Investigate this

Over the past week or so we have noted the fraudulent General Motors public relations blitz promoting its supposed repayment of the money it owes the United States government. GM chairman and chief executive officer Edward Whitacre led off the blitz in the Wall Street Journal column “The GM bailout: Paid back in full.” GM followed up Whitacre’s announcement with a an equally misleading advertisement featuring Whitacre.

I wrote about GM’s public relations blitz here, here, and here. The third of these three posts includes the video of GM’s ad featuring Whitacre.
Whitacre and GM omitted two facts that render their public relations blitz highly misleading. They are the kind of omissions that constitute securities fraud when made by a company in connection with the purchase or sale of a security or when a company reports its financial results.

First, Whitacre and GM omitted any mention of the remaining $50 billion or so that the government has sunk in the company’s equity. Second, Whitacre and GM omitted any mention of the source of the funds with which GM “repaid” the loan. According to TARP Special Inspector General Neil Barofsky, the source of the funds in whole or in substantial part was the United States government TARP program, not GM earnings.

GM’s fraudulent public relations blitz took place with the support of the Obama administration, up to and including Secretary of the Treasury Timothy Geithner.
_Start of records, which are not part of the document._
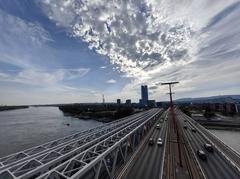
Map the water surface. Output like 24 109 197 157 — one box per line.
0 107 102 157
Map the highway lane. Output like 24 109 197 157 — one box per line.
178 112 240 179
125 113 167 179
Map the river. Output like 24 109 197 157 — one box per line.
0 107 102 157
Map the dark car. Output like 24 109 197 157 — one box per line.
204 143 214 152
197 150 207 160
192 128 197 132
148 137 154 145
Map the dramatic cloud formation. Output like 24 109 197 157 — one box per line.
39 0 240 100
106 79 117 84
0 0 240 104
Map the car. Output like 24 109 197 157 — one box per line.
157 137 163 145
197 150 207 160
204 143 214 152
148 137 154 145
191 128 197 132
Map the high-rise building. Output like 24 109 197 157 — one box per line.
126 99 132 106
141 85 148 106
117 99 121 105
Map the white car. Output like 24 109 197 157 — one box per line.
157 138 163 145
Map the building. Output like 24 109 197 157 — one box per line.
140 85 148 106
148 100 156 108
117 99 121 105
126 99 132 106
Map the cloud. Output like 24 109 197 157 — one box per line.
106 79 117 84
39 0 240 98
0 68 90 87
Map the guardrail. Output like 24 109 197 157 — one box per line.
179 109 240 172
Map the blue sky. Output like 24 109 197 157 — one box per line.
0 0 240 104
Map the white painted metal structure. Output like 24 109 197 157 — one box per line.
0 109 162 179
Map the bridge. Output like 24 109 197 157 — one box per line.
0 107 240 179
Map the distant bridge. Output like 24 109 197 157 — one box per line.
0 108 240 179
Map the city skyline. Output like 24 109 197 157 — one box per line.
0 0 240 105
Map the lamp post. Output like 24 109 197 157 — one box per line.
161 81 182 167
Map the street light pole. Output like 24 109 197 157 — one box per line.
161 81 182 167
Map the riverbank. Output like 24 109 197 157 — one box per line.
0 106 29 111
59 104 135 122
Geithner’s participation makes his tax cheating and related testimony pale in comparison.

In retrospect, it is obvious that GM undertook the blitz at the behest of the Obama administration. It is symptomatic of the era of national socialism in which we find ourselves, and for which GM is a leading indicator.

Gretchen Morgenson tells the story in the Business section of today’s New York Times. Morgenson credits Senator Charles Grassley for his role in exposing the fraud, calls out Geithner et al. for supporting it, and makes all the key points. Amazing.

Via RealClearPolitics.

UPDATE: Looking at the New York Times profile of Morgenson, I see that she is a Pulitzer Prize-winning alumna of St. Olaf College in Northfield, Minnesota, and of Forbes.